Mohammed comme Jean-Baptiste comme Marie, reçoit Dieu par l’esprit en amont, le fait advenir au monde dans l’eau de la parole, le voit venir et partir en aval, infiniment plus grand que lui dans le temps et l’espace.

Sens de l’incarnation : Dieu agit parmi les hommes. Comme par la main de Moïse tendue sur la mer sauvant son peuple, comme par Jésus, “sceau de la sainteté”, dans son être renouvelant l’être, comme par Mohammed, “sceau de la prophétie”, Il est en un Livre descendu. Cri du Prophète dans le désert, qui l’a manifesté au monde dans un Livre à partir duquel s’incarne un autre homme, le musulman.

L’homme ne peut pas vivre sans religion. Qu’est-ce que l’homme ? Le face-à-Dieu. L’homme irreligieux, incroyant, vit dans un réseau serré de fausses religions et de fausses croyances. Les fausses religions et les fausses croyances sont celles qui ne se reconnaissent pas comme telles. Elles emprisonnent, paralysent et tuent l’être à la racine, du fait que ce à quoi il croit en croyant ne pas croire n’accède pas pour lui au statut relevé et libérateur de croyance mais le cerne et le possède en tant que réalité. L’être ainsi aveuglé, étouffé, fossilisé, ne peut qu’enregistrer toujours plus de fausses croyances, de fausses connaissances qui resserrent autour de lui le mortel maillage.

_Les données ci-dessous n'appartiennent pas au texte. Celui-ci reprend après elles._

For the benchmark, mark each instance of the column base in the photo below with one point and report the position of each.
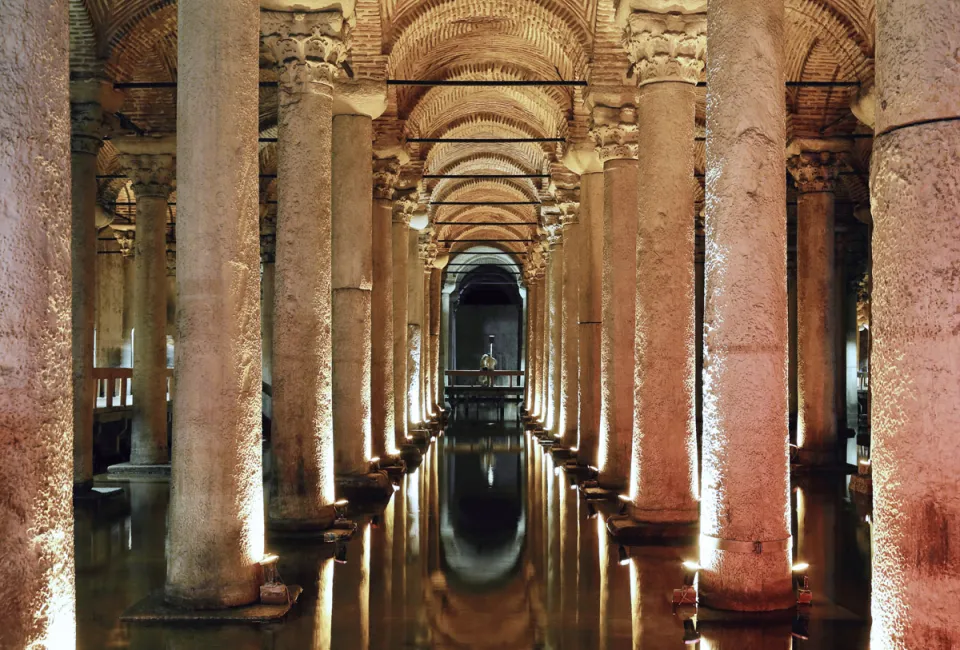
(364, 489)
(122, 470)
(626, 530)
(155, 609)
(746, 581)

Le vrai croyant des vraies religions, des religions et croyances déclarées comme telles, c’est-à-dire ouvrant l’accès à la Vérité, qui ne se trouve pas en elles mais au-delà d’elles, est un être très rare. Le croyant est presque toujours très grandement contaminé par l’homme du monde en lui, le croyant non reconnu des croyances non reconnues, l’idolâtre. De plus, il est souvent empêché, par lui-même et par les pouvoirs religieux qui veulent toujours asseoir leur pouvoir temporel, de reconnaître que sa croyance est une croyance, le reflet ou l’ombre de la Vérité et non la Vérité elle-même, si bien qu’il pratique sa vraie religion comme une idolâtrie.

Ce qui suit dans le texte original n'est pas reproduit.